Organizational improvements

Indiana University Health North Hospital has used its successful on-time rate to recruit surgeons and improve its bottom line. The hospital added 24 new surgeons to its OR schedule in 2011, and by June had reached its projected revenues for the year. "In reality, the OR is the economic engine of the hospital," Smirz says. "We made money with this particular quality initiative because we made the surgeons happy."

The success of the OR program has created political capital for instituting other quality initiatives using the EMR. Those initiatives include pre-operative checklists, post-operative procedures, medication tracking and patient monitoring through recovery. She estimates that 50 percent of the physicians already use computerized physician order entry for documentation, which has reduced potential errors like misreading a handwritten order. "We're building more and more on what we call knowledge-driven care where the EMR is there to help us deliver better care to the patient because we've built in the evidence-based tasks that need to be done," she says.

Spotts sees his role as CMIO at Evangelical Community Hospital as part liaison, part facilitator and perhaps a little bit of pioneer for the 200-physician hospital in Lewisburg, Pa. Spotts gave up his practice as a family physician in February to spearhead Evangelical's EMR efforts, one of 13 facilities in central and northeastern Pennsylvania participating in a $16.7 million federally funded Keystone Beacon Community program that is seeking to improve the consistency, quality and efficiency of care for patients with chronic diseases.

Spotts is helping get physician buy-in for the Beacon program, which is designed to use the Keystone Health Information Exchange to integrate health records from disparate sources such as hospitals, nursing homes and hospice facilities to ensure accurate and up-to-date patient records. His responsibilities include coordinating efforts within Evangelical with the larger Beacon community. At the same time, he is working internally with IT and administration to develop quality initiatives that address federal reporting requirements such as care measurements and meaningful use criteria.

"This is the dilemma where the clinical side needs to interface with the technology side," Spotts says. "We can't have the two pieces marching to the beat of their own drummer. We have to come together and understand each other. Evangelical chose a physician champion to help lead us through this process because there are so many moving pieces."

Active participation

As a physician, Spotts can help identify and deflect what might be impediments to participation. For instance, he recognized that a password system designed to meet federal rules for protecting patient-identified information might be perceived as cumbersome for physicians. He worked with IT, administration and physicians to find a balance that was compliant with regulations but did not place unnecessary burden on users. Spotts says they achieved a short-term need without jeopardizing physician participation.

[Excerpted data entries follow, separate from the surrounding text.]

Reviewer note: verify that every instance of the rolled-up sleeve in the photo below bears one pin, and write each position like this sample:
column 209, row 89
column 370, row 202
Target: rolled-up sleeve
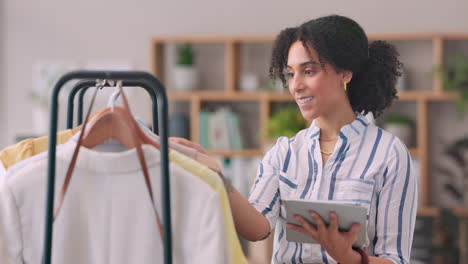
column 397, row 207
column 265, row 194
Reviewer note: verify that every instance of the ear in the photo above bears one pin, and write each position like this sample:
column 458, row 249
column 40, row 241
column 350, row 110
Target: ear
column 346, row 76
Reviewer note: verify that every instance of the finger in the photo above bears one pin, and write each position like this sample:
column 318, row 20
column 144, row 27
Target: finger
column 318, row 221
column 333, row 222
column 301, row 229
column 354, row 231
column 304, row 223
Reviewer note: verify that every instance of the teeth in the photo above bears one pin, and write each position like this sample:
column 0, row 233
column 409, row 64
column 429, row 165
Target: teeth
column 305, row 100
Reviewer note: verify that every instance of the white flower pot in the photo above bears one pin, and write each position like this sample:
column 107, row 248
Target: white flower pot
column 185, row 78
column 401, row 131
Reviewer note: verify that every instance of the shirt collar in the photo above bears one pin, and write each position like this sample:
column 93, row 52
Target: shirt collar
column 353, row 129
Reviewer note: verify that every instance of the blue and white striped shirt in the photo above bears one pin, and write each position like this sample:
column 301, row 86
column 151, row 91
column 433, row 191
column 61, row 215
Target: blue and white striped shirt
column 369, row 166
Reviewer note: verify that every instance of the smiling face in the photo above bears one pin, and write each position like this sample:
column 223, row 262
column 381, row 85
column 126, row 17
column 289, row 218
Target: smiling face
column 318, row 89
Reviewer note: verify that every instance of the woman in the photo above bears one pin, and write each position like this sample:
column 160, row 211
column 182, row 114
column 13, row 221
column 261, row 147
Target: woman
column 335, row 76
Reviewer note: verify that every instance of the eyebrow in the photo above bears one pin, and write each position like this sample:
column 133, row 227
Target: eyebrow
column 311, row 62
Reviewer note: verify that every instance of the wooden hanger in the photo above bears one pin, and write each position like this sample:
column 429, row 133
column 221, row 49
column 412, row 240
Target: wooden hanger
column 112, row 123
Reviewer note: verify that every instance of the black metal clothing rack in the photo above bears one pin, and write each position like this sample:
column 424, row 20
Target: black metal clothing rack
column 133, row 78
column 84, row 85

Initiatives on the horizon include the addition of a staff member who will observe workflow to identify gaps to help achieve meaningful use compliance and a coordinator to track care transitions as part of the Beacon program.

"We are hoping to prove that we can save patients money, we can save Medicare money, the hospital money and we can use that information to justify the continuation of the Beacon grant program for five more years," Spotts says.

The veteran Holly says the biggest impediment to building an EMR is inertia. "Get started," he says. "A lot of people get frustrated because they feel they are so behind, but they really aren't. And secondly, celebrate where you are. Solve a problem that is your problem and then the solution is yours."